"Rayan has something special," Pep Guardiola said. Coming from a man who coached Lionel Messi at Barcelona, that's not a throwaway line.
Cherki's debut season at Manchester City was the kind that makes you rewatch clips. Twelve assists — second in the Premier League behind only Bruno Fernandes, a player with years of top-flight experience. He pulled off a blind pass with his left foot while dribbling right across the penalty area, threading it through to Marc Guéhi. Guardiola admitted afterward he hadn't even seen that pass as an option. His assist for Phil Foden came via a Rabona — kicking leg crossed behind the standing leg — executed in a live Premier League match like it was training ground showing off.
He cost City 36 million euros last summer. Given Lyon's financial desperation, that's looking like the kind of fee clubs will cite for the next decade as proof the market can still be beaten.
What he actually offers France
Cherki isn't expected to start for Didier Deschamps at the World Cup. With Michael Olise, Ousmane Dembélé, and Kylian Mbappé ahead of him in the pecking order, that's understandable. France's attack is built around players who have already delivered on the biggest stages — Mbappé scored hat tricks in World Cup finals.
But Cherki off the bench against a low block, with legs tired and space collapsing? That's a different conversation. He can operate as an attacking midfielder, a right winger, or a second striker — he slotted in behind Marcus Thuram in a 3-1 win over Colombia in March and contributed to two goals. Against Ukraine last November, he played the same role behind Mbappé.
Defenses that have spent 70 minutes adjusting to France's structure suddenly have to account for someone who plays unpredictably by design. Cherki has described himself as "one of the most unpredictable players on the planet." Given what he showed in his debut season, that's less arrogance than self-assessment.

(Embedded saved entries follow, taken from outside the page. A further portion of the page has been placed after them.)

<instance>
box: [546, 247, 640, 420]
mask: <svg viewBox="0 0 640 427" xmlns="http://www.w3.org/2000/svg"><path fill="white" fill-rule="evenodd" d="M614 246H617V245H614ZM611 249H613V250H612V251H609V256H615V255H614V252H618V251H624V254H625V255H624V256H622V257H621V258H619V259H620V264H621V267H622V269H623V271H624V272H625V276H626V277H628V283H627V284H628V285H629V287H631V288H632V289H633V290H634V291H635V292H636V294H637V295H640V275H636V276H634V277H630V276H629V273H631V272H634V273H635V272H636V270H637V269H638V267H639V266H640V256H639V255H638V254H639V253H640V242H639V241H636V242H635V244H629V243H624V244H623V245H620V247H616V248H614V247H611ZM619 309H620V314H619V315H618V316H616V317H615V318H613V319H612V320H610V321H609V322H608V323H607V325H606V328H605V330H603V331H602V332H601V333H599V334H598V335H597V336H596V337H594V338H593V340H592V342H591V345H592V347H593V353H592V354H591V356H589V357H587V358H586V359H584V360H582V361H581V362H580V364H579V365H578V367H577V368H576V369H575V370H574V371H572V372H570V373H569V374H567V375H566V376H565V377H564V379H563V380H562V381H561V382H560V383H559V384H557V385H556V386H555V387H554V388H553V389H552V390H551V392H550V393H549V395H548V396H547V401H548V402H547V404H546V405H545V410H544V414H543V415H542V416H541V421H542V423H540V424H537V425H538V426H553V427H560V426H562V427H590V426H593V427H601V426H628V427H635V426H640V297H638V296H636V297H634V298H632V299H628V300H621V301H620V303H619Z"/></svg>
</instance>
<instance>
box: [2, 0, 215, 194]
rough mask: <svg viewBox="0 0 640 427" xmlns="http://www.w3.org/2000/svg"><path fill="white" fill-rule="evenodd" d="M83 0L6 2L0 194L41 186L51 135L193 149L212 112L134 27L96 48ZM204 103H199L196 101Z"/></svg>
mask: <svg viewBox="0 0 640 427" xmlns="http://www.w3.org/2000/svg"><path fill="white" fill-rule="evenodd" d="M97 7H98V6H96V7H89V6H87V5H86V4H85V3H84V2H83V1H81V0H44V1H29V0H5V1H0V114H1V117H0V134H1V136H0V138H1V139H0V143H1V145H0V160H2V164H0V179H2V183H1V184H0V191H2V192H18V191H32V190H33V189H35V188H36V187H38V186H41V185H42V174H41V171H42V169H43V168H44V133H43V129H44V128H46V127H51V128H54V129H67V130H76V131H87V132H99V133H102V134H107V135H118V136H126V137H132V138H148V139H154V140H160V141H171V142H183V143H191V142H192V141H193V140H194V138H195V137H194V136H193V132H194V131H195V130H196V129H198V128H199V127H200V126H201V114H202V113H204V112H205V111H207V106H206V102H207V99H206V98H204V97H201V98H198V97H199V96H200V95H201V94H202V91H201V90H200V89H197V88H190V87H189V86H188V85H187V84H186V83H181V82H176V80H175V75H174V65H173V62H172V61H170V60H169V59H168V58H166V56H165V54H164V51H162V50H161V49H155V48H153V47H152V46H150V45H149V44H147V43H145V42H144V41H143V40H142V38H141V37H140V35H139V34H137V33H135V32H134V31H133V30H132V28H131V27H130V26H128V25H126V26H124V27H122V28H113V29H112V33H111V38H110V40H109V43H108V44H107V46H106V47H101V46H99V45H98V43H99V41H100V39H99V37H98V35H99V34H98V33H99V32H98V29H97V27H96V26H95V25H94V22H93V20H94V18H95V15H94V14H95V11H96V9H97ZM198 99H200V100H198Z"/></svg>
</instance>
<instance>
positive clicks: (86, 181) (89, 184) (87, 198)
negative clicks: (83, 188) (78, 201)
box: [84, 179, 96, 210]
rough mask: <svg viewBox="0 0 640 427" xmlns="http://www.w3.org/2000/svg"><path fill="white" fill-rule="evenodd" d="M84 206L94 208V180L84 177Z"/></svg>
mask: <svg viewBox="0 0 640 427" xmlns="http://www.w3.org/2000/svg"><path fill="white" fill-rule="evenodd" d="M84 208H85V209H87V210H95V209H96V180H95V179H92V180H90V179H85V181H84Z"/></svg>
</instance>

Built on the streets of Lyon
He made his Ligue 1 debut at 16. Weeks later, in a French Cup match, he scored two goals, set up a teammate with a through ball from midfield, won a penalty, added another assist, and hit the crossbar with a lob. At 16. He had scored against City in a Champions League youth game just after turning 15 — the youngest scorer in that competition's history.
Lyon's academy produced Karim Benzema and Hatem Ben Arfa. Cherki went through the same system, joined at age seven after starting at suburban club Saint-Priest. In his final Lyon season, he led Ligue 1 with 11 assists before City moved in.
Deschamps steps down after the World Cup. His widely expected successor is Zinedine Zidane, who knows a thing or two about building teams around technically gifted midfielders. Cherki, at 22, could be exactly the kind of player Zidane constructs the next France cycle around.
For now, the question is simpler: when France need a goal and the door won't open, do you trust the 22-year-old who answered "me" without hesitation when asked City's best technical player? Guardiola, for one, didn't argue.